I
La vida es algo espantoso; y desde el trasfondo de lo que conocemos
de ella asoman indicios demoníacos que la vuelven a veces infinitamente
más espantosa. La ciencia, ya opresiva en sus tremendas revelaciones,
será quizá la que aniquile definitivamente nuestra especie humana —si es
que somos una especie aparte—; porque su reserva de insospechados
horrores jamás podrá ser abarcada por los cerebros mortales, en caso de
desatarse en el mundo. Si supiéramos qué somos, haríamos lo que hizo
Arthur Jermyn, que empapó sus ropas de petróleo y se prendió fuego una
noche. Nadie guardó sus restos carbonizados en una urna, ni le dedicó un
monumento funerario, ya que aparecieron ciertos documentos, y cierto
objeto dentro de una caja, que han hecho que los hombres prefieran
olvidar. Algunos de los que lo conocían niegan incluso que haya existido
jamás.
Arthur Jermyn salió al páramo y se prendió fuego después de ver el
objeto de la caja, llegado de África. Fue este objeto, y no su raro
aspecto personal, lo que lo impulsó a quitarse la vida. Son muchos los
que no habrían soportado la existencia, de haber tenido los extraños
rasgos de Arthur Jermyn; pero él era poeta y hombre de ciencia, y nunca
le importó su aspecto físico.
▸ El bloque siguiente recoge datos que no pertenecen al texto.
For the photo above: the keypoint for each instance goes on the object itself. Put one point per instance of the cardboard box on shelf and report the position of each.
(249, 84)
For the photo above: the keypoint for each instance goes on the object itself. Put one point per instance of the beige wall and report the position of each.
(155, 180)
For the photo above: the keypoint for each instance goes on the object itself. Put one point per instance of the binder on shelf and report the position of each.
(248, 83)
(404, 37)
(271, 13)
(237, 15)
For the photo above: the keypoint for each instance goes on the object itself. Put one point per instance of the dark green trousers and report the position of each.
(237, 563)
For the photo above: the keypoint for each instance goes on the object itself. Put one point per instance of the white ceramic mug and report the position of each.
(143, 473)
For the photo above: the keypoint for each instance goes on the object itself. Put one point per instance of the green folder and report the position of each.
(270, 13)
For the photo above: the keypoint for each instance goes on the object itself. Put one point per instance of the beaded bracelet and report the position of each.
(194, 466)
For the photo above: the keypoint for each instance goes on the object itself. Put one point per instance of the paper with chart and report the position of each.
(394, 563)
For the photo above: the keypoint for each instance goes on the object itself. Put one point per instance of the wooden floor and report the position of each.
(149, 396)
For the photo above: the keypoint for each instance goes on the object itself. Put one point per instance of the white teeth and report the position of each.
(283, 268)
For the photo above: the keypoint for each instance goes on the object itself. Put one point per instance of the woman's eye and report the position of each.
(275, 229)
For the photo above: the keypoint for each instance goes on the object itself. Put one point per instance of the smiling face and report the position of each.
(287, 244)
Llevaba el saber en la sangre; su
bisabuelo, el barón Robert Jermyn, había sido un antropólogo de
renombre; y su tatarabuelo, Wade Jermyn, uno de los primeros
exploradores de la región del Congo, y autor de diversos estudios
eruditos sobre sus tribus animales, y supuestas ruinas. Efectivamente,
Wade estuvo dotado de un celo intelectual casi rayano en la manía; su
extravagante teoría sobre una civilización congoleña blanca le granjeó
sarcásticos ataques, cuando apareció su libro, Reflexiones sobre las diversas partes de África. En 1765, este intrépido explorador fue internado en un manicomio de Huntingdon.